Threaded inside the main narrative - and becoming an increasingly regular occurrence as the game continues - is a surprisingly elaborate RTS: the characters you meet en route double as traditional unit types, and the open world you explore on foot or behind the wheel of the Deuce is built to pull back into a smart arena of capture spots and choke-points. It's all rather elegant; as the game's dual nature starts to take shape, it's fascinating to watch how Double Fine gets the videogame equivalent of overtime out of the same small handful of elements. That said, it may come as something of an annoyance if you were expecting a few hours of soothingly simple hacking and slashing only to find yourself leading troops into pitched combat instead.
Still, even RTS newcomers shouldn't have trouble handling Brutal Legend's battles. Early on, Riggs gains the ability - this is a spoiler of sorts, but a small one - to sprout wings on cue and move about the field of conflict from above, and the d-pad is home to a handful of basic commands - attack, defend, follow, and move-over-there - that cover almost every eventuality. The massive rumbles are fairly streamlined - each fight is framed as a battle of opposing bands, with trashy stages providing the HQs to over-run, while "fan-geysers" can be captured to increase the flow of resources you'll need to build new units.

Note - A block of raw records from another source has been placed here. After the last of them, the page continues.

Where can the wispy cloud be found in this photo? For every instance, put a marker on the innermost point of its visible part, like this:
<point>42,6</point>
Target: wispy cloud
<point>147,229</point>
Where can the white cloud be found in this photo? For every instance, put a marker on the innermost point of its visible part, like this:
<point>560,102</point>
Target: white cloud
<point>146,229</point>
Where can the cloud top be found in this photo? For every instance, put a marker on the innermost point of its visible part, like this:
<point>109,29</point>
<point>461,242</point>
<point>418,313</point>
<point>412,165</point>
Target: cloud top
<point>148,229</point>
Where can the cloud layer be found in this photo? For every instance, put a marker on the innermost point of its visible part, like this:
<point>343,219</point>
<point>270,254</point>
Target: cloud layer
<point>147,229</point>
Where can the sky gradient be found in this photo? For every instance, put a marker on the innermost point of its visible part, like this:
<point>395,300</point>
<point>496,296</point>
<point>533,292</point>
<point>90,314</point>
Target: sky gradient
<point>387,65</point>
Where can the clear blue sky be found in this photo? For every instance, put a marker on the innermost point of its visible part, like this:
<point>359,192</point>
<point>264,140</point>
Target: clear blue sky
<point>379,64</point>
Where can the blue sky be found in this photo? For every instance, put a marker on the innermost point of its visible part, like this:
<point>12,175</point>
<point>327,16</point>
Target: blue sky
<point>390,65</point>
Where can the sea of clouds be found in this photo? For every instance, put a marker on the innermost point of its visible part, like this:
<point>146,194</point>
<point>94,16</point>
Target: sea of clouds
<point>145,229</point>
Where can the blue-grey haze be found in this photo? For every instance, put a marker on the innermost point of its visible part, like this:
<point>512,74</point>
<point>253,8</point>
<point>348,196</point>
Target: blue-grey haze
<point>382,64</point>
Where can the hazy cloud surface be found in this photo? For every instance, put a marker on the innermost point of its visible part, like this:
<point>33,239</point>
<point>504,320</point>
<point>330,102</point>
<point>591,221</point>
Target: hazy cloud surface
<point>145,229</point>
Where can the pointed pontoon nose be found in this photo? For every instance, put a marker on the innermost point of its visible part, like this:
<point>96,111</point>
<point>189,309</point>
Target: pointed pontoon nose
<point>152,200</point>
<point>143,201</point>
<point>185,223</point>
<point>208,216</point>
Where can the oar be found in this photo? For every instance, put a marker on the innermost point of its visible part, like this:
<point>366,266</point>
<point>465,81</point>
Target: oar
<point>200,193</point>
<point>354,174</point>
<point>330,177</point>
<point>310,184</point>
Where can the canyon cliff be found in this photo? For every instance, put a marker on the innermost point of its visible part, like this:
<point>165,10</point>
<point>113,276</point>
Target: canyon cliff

What Double Fine doesn't necessarily bring with it is the constant drip-feed of new objectives that keeps the best RTS games from feeling like slogs. Although Brutal Legend does occasionally throw in mid-mission challenges, they're uninspired affairs based on taking down various defences to get closer to the enemy base. Even on easy mode, the game's rather basic arenas make for some drawn-out encounters, and the whole thing never quite shakes the feeling that this half of the adventure is something of a cover version: a commendable attempt at a strategy game made by a team more at home with the one-on-one slugging.